Two-dimensional knot

A class of isotopic imbeddings of the two-dimensional sphere $ S ^ {2} $ in the four-dimensional one $ S ^ {4} $. The condition of local planarity is usually imposed. The method of study consists in considering sections of $ S ^ {2} $ by a bundle of three-dimensional parallel planes. The fundamental problem is whether or not the knot will be trivial if its group $ \pi _ {1} ( S ^ {4} \setminus S ^ {2} ) $ is isomorphic to $ \mathbf Z $. It is known that in such a case the complement $ S ^ {4} \setminus S ^ {2} $ has the homotopy type of $ S ^ {1} $.
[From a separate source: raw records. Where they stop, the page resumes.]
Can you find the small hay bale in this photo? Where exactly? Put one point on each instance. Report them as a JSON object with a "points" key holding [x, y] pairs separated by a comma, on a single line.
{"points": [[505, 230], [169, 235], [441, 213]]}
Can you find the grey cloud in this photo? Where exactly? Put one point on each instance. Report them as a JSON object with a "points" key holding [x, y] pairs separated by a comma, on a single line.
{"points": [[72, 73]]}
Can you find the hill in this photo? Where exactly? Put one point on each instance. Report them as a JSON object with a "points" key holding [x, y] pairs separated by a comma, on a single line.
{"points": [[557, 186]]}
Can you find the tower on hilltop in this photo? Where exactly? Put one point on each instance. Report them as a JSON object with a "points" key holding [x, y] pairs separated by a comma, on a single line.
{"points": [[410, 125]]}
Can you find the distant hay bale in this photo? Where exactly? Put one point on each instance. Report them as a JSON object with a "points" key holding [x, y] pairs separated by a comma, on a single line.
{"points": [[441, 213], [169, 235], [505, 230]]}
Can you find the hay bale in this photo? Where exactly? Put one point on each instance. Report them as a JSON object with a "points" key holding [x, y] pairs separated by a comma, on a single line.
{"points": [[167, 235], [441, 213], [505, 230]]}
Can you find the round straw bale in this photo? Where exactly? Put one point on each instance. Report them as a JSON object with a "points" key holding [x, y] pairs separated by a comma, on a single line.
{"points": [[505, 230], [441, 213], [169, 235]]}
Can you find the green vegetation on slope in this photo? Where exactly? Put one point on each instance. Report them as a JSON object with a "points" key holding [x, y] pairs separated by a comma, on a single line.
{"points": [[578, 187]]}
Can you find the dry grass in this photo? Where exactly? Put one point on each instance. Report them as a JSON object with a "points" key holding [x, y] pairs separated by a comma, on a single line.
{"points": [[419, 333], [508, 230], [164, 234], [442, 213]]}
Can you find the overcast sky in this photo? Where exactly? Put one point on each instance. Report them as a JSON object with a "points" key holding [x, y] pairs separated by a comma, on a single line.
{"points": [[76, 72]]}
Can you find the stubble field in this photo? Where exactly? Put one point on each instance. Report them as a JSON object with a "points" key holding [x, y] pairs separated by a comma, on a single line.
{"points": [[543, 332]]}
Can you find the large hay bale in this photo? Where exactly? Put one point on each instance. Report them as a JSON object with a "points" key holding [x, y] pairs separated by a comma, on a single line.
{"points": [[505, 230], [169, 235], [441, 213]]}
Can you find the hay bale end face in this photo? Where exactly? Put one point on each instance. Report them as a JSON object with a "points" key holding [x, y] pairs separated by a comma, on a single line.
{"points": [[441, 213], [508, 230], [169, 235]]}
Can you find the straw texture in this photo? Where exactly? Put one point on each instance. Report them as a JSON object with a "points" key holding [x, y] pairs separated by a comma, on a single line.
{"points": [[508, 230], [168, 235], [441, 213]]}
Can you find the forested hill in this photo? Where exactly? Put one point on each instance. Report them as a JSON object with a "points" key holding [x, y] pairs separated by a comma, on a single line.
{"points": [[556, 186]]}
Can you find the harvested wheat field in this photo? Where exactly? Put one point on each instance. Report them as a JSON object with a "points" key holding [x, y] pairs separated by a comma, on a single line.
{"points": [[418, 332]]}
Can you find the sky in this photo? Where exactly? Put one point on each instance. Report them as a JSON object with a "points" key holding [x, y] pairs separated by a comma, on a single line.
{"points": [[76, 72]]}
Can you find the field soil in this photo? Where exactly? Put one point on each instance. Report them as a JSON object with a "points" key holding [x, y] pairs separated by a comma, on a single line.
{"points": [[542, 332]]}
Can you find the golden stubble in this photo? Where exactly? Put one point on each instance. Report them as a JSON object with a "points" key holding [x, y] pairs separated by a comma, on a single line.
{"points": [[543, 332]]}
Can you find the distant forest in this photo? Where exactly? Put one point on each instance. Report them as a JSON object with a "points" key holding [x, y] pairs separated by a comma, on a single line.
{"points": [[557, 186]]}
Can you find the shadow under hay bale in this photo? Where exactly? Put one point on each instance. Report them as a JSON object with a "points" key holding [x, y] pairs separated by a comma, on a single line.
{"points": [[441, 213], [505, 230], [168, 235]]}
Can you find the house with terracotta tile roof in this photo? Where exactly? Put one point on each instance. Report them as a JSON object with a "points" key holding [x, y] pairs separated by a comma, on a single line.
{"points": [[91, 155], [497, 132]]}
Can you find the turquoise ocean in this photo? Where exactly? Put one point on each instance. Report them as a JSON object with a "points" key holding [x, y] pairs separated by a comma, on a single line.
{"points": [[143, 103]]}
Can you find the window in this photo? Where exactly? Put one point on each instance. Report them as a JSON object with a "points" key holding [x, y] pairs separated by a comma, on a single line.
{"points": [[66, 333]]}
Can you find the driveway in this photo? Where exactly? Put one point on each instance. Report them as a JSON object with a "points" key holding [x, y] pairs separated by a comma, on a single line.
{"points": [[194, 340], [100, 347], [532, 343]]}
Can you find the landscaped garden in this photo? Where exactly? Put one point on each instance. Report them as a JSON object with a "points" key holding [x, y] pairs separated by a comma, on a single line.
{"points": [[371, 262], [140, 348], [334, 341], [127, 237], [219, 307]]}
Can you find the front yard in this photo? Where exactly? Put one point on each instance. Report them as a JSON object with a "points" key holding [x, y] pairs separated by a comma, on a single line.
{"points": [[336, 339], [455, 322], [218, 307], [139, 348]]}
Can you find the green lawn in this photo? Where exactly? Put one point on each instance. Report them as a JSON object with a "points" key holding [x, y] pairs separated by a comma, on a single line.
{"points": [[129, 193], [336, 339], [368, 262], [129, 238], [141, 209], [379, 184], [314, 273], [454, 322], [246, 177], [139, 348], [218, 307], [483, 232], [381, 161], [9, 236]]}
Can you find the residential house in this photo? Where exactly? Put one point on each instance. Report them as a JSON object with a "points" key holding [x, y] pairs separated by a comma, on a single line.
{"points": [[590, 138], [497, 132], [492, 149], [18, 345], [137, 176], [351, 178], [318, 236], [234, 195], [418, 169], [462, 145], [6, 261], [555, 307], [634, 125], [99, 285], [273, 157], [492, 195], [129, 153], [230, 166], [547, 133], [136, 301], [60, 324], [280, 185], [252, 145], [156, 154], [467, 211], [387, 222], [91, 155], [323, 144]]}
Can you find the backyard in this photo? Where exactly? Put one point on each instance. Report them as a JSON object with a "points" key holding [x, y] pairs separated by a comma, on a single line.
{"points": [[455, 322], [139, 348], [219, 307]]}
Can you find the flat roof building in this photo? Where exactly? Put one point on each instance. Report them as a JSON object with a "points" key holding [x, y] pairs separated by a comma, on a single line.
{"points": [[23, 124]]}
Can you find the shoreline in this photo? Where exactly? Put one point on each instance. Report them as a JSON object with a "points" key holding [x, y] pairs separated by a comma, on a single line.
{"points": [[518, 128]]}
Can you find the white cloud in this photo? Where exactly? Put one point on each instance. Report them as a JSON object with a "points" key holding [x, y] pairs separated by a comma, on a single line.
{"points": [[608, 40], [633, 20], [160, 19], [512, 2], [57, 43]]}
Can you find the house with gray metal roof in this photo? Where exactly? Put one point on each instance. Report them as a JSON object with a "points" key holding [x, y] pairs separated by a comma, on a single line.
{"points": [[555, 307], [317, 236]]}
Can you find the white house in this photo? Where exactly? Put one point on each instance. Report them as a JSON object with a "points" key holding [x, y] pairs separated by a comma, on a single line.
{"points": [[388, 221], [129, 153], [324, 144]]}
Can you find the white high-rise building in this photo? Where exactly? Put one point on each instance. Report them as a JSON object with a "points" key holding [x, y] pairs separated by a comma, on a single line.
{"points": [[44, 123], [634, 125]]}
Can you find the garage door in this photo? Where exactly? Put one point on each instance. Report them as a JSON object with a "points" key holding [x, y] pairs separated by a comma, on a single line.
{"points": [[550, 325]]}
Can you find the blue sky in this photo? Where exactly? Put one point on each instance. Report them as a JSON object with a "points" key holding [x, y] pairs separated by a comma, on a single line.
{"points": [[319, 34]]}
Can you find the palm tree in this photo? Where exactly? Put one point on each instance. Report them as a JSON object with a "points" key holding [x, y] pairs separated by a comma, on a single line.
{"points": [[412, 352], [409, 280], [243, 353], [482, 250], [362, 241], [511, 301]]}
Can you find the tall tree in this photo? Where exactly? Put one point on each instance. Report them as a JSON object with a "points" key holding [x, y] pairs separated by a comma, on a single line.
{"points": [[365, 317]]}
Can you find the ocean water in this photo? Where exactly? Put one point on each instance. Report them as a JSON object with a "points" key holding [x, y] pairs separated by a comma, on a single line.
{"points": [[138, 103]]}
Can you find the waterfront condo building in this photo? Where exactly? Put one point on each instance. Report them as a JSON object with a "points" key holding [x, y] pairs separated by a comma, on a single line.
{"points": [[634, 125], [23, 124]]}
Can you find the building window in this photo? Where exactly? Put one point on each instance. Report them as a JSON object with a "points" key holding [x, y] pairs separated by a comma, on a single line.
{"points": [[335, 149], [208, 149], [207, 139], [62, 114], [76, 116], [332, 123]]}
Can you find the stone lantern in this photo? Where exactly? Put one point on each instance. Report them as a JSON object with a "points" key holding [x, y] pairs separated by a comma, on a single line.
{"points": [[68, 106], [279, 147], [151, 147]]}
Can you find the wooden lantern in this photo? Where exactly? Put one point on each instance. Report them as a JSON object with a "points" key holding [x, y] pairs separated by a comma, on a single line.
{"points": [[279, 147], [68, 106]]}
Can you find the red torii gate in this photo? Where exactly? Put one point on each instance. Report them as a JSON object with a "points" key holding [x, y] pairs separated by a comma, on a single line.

A $ 3 $- ribbon in $ S ^ {4} $ is the image $ D ^ {3} $ of an immersion $ \phi : \Delta ^ {3} \rightarrow S ^ {4} $, where $ \Delta ^ {3} $ is the three-dimensional disc, such that: 1) $ \phi \mid _ {\partial \Delta ^ {3} } $ is an imbedding; 2) the self-intersection of $ \phi $ consists of a finite number of pairwise non-intersecting two-dimensional discs $ D _ {1} \dots D _ {n} $; and 3) the pre-image $ \phi ^ {-} 1 ( D _ {i} ) $ of each disc $ D _ {i} $ is a union of two discs $ D _ {i} ^ \prime $ and $ D _ {i} ^ {\prime\prime} $ such that

$$ D _ {i} ^ \prime \cap D _ {i} ^ {\prime\prime} = \emptyset ,\ \ D _ {i} ^ \prime \subset \mathop{\rm int} \Delta ^ {3} ,\ \ \partial D _ {i} ^ {\prime\prime} = D _ {i} ^ {\prime\prime} \cap \partial \Delta ^ {3} . $$

The image of the boundary $ \partial \Delta ^ {3} $ is a two-dimensional knot in $ S ^ {4} $. The knots thus obtained are said to be ribbon knots. This is one of the most thoroughly studied class of two-dimensional knots. Any two-dimensional ribbon knot is the boundary of some three-dimensional submanifold of the sphere $ S ^ {4} $ which is homeomorphic either to the disc $ \Delta ^ {3} $ or to the connected sum of some number of $ ( S ^ {1} \times S ^ {2} ) \setminus \Delta ^ {3} $. A two-dimensional ribbon knot is trivial if and only if the fundamental group of its complement is isomorphic to $ \mathbf Z $. A group $ G $ is the group of some two-dimensional ribbon knot in $ S ^ {4} $ if and only if it has a Wirtinger presentation (i.e. a presentation $ | x _ {1} \dots x _ {n} : r _ {1} \dots r _ {m} | $, where each relation has the form $ x _ {i} = \omega _ {i , j } x _ {j} \omega _ {i , j } ^ {-} 1 $) in which the number of relations is one smaller than the number of generators and $ G / [ G , G ] = \mathbf Z $.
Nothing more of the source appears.